On le voit, si l'on se fie à ces chiffres, le risque d'importer en France un cas d'Ebola de Guinée est faible puisque avec la diminution actuelle de la circulation aérienne à partir de ce pays un seul cas devrait être exporté en 8 mois avec comme destination plutôt un pays d'Afrique que la France. Cependant, rappelons que ces calculs sont basés sur une épidémie n'évoluant pas (ce qui est tout sauf probable) et sur l'hypothèse (non vérifiée) que les passagers aériens sont représentatifs de la population (ce qui ne tient pas compte notamment des "humanitaires" à haut risque retournant en Europe). 

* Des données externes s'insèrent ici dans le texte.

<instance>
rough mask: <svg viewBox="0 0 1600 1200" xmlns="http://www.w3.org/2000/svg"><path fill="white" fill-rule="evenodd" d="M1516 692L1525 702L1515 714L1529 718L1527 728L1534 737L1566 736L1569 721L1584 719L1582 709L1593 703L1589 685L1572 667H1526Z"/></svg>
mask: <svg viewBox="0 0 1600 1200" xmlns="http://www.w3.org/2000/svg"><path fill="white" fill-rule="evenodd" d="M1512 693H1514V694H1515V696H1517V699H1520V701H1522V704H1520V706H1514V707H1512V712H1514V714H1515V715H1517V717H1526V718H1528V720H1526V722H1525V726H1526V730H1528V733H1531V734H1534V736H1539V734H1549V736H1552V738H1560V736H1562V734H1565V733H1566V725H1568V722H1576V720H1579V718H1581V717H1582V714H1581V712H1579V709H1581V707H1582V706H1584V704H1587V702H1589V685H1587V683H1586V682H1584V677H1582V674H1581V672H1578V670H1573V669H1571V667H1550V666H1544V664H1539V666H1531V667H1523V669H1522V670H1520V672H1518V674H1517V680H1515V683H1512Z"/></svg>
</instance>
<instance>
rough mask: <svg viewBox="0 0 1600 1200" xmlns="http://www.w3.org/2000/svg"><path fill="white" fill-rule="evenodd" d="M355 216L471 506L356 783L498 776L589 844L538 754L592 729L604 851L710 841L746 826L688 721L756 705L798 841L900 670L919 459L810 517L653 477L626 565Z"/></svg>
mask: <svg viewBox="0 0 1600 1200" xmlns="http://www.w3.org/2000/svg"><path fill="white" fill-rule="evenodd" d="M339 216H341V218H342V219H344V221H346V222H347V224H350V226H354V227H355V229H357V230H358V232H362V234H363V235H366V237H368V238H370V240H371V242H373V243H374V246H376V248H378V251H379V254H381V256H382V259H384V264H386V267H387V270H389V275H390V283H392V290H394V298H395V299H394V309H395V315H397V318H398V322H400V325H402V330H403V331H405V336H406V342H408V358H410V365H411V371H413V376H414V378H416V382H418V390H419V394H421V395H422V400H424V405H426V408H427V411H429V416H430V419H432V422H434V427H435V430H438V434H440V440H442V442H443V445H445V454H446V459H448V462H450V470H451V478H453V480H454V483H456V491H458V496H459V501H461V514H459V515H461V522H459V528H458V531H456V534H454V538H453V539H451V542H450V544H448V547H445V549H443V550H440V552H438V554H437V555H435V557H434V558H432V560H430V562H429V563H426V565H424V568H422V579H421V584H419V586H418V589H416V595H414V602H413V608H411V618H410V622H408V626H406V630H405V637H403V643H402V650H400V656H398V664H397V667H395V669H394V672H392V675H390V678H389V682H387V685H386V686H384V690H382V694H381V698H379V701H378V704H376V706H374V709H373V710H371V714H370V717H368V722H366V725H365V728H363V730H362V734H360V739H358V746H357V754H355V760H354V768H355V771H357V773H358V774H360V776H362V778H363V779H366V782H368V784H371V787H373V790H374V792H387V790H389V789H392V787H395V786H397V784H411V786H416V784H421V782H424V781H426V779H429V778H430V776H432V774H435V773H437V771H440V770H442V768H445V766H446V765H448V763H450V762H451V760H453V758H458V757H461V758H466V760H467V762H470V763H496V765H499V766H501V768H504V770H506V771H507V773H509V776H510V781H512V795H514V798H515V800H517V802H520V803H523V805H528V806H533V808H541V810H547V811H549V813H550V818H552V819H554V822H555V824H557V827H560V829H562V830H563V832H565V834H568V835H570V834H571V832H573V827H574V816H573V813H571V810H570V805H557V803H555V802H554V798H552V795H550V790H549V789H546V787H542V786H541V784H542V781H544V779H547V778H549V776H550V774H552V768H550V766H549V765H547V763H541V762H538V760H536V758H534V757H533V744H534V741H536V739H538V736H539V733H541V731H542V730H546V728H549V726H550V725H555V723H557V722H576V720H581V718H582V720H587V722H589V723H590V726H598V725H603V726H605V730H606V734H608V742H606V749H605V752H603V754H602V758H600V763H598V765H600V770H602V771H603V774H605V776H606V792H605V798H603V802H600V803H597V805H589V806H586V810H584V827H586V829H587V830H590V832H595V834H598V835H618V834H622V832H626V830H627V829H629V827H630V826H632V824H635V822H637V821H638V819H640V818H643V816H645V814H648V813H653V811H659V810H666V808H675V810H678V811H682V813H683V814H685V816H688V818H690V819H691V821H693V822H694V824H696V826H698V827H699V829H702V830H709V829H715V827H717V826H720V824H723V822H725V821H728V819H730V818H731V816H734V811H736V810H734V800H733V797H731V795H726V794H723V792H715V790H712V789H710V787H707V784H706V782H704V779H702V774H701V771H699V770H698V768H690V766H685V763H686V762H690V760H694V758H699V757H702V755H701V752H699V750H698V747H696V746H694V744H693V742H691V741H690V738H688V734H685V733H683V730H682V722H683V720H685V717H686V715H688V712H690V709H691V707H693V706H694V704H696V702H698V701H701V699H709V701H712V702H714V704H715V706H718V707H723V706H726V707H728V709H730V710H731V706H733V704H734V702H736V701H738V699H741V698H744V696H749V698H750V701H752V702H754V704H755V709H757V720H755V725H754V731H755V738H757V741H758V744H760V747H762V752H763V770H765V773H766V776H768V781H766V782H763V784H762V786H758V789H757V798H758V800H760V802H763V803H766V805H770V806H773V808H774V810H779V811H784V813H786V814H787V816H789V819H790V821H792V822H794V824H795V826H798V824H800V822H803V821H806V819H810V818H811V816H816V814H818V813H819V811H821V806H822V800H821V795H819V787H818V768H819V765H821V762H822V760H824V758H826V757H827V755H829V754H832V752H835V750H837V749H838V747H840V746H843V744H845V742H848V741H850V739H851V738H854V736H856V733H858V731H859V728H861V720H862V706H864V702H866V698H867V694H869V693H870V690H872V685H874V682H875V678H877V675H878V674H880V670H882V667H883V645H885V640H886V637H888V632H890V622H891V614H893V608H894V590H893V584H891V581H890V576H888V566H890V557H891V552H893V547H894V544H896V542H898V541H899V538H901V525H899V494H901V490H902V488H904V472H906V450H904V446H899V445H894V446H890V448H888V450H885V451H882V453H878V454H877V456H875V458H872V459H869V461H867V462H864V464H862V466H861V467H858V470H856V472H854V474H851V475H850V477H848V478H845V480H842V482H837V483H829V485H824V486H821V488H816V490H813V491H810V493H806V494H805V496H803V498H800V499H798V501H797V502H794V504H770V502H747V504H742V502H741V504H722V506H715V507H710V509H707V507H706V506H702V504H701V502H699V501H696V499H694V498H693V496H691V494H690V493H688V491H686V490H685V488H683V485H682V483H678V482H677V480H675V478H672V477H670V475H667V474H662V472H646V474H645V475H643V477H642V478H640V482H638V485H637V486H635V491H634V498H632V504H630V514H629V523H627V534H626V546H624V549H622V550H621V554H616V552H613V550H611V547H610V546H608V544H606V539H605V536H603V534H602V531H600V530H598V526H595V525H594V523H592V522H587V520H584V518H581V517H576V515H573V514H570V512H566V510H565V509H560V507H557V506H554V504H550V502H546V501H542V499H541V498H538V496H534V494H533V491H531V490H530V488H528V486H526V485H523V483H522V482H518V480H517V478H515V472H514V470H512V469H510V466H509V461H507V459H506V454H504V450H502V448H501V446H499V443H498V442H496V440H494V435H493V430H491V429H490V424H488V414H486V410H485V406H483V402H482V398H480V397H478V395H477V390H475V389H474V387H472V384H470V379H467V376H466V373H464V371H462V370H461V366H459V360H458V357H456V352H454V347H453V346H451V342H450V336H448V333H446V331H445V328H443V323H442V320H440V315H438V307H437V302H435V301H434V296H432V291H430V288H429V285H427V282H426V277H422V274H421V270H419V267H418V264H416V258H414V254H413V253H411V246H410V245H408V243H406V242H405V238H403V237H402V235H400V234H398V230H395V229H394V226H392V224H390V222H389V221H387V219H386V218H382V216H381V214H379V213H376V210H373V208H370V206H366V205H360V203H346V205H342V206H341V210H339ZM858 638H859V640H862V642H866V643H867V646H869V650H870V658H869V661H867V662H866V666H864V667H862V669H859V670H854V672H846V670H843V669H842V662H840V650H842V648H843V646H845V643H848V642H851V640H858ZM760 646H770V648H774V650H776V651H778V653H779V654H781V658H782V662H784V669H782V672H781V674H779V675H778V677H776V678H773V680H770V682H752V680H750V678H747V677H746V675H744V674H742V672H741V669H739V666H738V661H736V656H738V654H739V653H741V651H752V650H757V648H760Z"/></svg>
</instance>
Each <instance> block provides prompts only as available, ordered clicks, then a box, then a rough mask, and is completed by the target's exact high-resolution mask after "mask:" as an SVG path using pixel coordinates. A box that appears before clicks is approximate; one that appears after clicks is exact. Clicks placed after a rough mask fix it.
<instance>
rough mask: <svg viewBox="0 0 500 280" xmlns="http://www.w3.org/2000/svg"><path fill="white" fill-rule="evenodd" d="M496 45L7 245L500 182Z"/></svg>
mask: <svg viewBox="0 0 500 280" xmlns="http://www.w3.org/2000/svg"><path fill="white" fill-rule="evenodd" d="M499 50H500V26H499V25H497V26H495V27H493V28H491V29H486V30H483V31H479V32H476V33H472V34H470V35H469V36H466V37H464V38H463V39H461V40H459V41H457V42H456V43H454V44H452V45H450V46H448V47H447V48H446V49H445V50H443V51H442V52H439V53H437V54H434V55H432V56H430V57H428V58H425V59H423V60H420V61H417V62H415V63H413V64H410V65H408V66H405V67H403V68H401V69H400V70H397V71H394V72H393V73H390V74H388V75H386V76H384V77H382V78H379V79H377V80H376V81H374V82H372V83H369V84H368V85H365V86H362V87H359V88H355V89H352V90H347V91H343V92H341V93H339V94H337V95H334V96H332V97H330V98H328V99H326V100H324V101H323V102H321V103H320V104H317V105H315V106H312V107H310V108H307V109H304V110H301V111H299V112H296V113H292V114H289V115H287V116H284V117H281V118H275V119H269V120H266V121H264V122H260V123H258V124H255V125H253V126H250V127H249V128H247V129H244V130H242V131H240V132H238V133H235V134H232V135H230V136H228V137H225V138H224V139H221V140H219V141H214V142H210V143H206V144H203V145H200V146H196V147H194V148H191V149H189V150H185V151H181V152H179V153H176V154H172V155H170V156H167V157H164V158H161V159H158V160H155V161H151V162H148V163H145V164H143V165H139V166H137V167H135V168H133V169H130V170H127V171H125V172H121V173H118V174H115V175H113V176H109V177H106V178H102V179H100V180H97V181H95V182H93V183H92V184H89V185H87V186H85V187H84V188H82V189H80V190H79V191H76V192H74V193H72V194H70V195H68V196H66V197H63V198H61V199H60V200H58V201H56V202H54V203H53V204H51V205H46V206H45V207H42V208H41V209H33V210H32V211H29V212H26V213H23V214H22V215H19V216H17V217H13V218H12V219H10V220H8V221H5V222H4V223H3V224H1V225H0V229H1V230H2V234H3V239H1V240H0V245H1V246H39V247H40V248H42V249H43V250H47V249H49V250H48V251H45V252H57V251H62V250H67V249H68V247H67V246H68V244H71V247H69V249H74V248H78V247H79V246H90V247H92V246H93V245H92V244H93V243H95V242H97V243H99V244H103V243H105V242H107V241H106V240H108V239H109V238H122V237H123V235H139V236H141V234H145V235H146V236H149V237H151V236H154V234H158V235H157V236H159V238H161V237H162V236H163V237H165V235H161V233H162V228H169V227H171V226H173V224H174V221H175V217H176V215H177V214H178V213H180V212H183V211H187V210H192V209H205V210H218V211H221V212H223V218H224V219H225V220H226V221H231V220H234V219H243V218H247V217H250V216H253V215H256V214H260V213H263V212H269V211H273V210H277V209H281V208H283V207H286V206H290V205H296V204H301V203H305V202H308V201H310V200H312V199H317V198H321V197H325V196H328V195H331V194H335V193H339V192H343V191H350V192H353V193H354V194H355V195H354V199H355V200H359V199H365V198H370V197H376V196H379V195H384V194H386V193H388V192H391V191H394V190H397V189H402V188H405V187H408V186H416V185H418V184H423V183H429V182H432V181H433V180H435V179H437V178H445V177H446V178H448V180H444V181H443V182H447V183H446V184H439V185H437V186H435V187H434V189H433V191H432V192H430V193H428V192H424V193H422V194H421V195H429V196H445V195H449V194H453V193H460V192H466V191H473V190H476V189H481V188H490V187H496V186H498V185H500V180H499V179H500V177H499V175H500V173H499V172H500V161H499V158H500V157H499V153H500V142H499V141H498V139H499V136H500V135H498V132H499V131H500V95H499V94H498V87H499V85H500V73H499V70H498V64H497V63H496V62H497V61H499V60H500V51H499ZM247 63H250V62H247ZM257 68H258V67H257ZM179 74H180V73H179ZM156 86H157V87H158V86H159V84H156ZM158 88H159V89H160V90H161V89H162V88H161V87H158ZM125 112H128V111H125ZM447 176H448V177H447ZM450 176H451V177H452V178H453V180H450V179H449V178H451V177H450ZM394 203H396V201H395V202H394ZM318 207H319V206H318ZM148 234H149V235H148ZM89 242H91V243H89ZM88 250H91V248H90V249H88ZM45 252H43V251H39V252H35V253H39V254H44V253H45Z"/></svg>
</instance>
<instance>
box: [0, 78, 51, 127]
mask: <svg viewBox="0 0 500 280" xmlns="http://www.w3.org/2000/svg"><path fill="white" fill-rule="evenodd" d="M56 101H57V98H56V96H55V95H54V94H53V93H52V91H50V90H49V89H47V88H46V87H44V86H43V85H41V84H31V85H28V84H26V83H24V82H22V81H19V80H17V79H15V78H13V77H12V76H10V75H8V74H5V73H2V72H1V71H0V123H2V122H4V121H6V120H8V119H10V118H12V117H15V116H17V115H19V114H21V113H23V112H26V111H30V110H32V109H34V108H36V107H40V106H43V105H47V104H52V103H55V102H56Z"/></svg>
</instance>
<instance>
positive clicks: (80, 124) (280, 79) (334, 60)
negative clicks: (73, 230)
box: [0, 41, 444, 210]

Mieux vaudrait contrôler au départ en théorie, mais mieux  vaut contrôler à l'arrivée en pratique ! 

Pour finir les auteurs comparent (sur le papier) deux méthodes de contrôles médicaux des passagers, au départ d'Afrique ou à l'arrivée. En théorie le contrôle au départ serait la mesure la plus pertinente (puisqu'elle éviterait le voyage de sujets malades et qu'elle résoudrait la question des vols avec escale) et un second contrôle à l'arrivée amènerait peu de sécurité supplémentaire compte tenu de la courte durée du vol par rapport à la période d'incubation. Cependant, dans les faits, le contrôle au départ semble ne pas pouvoir, sans aide internationale, être assuré de façon fiable ce qui rend le contrôle à l'arrivée souhaitable. C'est d'ailleurs la décision prise la semaine dernière par plusieurs pays occidentaux dont la France après quelques semaines d'hésitation.

Reste à savoir si, l'aggravation prévisible de l'épidémie en Afrique de l'Ouest, de nouveaux cas d'Ebola importés dans les pays occidentaux et/ou le refus des équipages de servir sur ces lignes ne conduiront pas rapidement à interrompre le trafic aérien commercial à partir de ces pays.

Dr Anastasia Roublev

Référence
Bogoch I et coll.: Assessment of the potential for international dissemination of Ebola virus via commercial air travel during the 2014 west African outbreak. Lancet 2014; publication avancée en ligne le 21 octobre 2014 (doi:10.1016/S0140-6736(14)61828-6).